O sol retirara-se da varanda, e sobre a pedra, em vasos de barro, plantas pobres encolhiam a sua folhagem chupada do calor; sobre uma tábua a um canto, numa velha panela bojuda, verdejava um pé de salsa muito tratado; o gato dormia sobre um esteirão; esfregões secavam numa corda; e para além alargava-se o azul vivo como um metal candente, as árvores dos quintais tinham tons ardentes do sol, os telhados pardos com as suas vegetações esguias coziam no
calor e pedaços de paredes caiadas despediam uma rebrilhação dura.
—
Está de apetite, Sra. Joana, está de apetite! — dizia Juliana, remexendo o caldo devagarinho, com gula. A cozinheira de pé, com os braços cruzados sobre o seu peito abundante, regozijava-se:
—
O que se quer é que esteja a gosto.
—
Está a preceito.
Sorriam, contentes da intimidade, das boas palavras. — E a campainha da porta que já tinha tocado, tornou a tilintar discretamente.
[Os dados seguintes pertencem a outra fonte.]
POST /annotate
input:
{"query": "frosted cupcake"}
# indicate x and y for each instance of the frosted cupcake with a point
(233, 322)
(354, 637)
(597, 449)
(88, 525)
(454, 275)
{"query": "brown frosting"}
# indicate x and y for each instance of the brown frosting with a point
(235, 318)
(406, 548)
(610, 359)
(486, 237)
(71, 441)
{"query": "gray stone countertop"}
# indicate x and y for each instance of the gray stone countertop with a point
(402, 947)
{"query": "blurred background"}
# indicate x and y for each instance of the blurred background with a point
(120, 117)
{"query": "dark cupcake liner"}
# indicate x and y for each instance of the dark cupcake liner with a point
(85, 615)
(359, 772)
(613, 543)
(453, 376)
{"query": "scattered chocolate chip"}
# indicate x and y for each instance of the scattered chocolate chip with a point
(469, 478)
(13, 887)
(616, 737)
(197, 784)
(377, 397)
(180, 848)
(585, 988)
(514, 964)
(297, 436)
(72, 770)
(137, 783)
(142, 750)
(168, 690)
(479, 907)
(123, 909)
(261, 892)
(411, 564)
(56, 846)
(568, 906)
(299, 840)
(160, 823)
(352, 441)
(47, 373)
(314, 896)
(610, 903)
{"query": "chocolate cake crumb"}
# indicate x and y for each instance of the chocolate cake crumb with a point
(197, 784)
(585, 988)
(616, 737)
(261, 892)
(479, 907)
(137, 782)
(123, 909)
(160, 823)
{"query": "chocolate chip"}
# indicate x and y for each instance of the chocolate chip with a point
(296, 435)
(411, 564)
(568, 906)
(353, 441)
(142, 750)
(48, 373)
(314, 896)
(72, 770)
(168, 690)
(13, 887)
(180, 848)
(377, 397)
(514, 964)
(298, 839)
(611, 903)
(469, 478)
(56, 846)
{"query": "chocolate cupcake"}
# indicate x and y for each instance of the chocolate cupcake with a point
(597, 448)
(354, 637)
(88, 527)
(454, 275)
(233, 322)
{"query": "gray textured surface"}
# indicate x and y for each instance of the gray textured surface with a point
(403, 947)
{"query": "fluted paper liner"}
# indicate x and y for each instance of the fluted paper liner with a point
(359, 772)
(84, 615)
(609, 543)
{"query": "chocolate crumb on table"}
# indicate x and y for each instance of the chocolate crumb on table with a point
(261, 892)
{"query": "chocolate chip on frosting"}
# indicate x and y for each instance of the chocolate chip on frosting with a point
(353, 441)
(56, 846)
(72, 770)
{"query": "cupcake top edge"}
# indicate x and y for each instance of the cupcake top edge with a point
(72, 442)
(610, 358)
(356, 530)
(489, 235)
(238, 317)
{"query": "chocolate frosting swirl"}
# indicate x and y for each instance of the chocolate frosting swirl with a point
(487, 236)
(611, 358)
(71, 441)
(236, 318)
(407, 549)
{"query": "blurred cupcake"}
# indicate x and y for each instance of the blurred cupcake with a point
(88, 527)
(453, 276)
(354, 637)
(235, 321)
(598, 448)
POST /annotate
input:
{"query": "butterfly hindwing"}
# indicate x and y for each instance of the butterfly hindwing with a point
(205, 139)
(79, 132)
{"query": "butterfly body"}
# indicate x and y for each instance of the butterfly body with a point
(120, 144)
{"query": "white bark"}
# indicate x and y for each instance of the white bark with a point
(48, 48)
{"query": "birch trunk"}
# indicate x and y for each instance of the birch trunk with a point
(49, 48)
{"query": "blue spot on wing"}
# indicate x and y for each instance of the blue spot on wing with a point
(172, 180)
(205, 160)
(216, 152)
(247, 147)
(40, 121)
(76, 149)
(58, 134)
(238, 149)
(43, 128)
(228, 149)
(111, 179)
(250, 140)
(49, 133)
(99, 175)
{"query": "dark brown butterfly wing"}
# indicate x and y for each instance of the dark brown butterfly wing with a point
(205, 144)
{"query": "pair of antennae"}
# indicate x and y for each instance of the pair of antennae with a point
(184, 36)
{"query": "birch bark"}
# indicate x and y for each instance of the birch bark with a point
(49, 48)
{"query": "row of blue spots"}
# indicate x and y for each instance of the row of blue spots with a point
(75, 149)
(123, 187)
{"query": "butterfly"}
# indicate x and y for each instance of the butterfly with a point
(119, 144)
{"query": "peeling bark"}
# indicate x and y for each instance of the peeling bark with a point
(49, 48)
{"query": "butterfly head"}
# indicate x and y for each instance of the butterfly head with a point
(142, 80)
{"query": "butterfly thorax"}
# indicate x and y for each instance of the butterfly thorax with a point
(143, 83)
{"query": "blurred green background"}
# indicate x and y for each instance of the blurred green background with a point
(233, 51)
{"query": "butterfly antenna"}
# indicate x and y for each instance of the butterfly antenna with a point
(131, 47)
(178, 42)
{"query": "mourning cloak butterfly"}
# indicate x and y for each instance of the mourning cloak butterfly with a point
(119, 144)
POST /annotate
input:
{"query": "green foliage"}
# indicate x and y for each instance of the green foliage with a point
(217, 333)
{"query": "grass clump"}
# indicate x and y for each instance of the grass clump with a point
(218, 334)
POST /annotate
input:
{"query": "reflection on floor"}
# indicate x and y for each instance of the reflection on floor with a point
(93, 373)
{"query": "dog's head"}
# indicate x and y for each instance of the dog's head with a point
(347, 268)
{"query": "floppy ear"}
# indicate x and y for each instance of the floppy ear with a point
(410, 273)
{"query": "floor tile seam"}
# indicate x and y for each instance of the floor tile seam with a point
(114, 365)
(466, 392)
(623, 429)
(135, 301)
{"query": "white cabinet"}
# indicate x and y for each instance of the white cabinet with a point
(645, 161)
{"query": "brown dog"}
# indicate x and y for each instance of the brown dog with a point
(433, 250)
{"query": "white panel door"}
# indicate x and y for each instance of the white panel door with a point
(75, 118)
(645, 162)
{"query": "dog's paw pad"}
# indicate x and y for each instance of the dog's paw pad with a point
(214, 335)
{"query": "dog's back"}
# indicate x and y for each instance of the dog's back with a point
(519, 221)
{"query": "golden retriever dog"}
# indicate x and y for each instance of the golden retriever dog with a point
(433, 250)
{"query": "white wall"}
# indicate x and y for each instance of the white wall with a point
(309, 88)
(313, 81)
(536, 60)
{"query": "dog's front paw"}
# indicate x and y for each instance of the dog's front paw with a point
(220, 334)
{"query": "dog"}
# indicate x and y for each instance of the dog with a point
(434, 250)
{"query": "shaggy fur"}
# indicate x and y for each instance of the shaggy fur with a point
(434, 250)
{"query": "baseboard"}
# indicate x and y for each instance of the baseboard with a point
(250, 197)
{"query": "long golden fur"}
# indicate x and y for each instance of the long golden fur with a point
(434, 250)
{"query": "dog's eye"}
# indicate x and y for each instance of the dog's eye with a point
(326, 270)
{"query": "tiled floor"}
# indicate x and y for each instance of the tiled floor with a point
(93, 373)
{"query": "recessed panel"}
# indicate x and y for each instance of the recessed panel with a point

Juliana não se mexeu. Bafos de aragem quente entravam; ouvia-se ferver a panela no fogão, e fora o martelar incessante da forja; às vezes o arrulhar triste
de duas rolas que viviam na varanda, numa gaiola de vime, punha na tarde abrasada uma sensação de suavidade.
A campainha retilintou, sacudida com impaciência.
—
Com a cabeça, burro! — disse Juliana.
Riram. Joana fora sentar-se à janela, numa cadeira baixa; estendia os seus grossos pés, calçados de chinelas de ourelo; coçava-se devagarinho, no sovaco, toda repousada.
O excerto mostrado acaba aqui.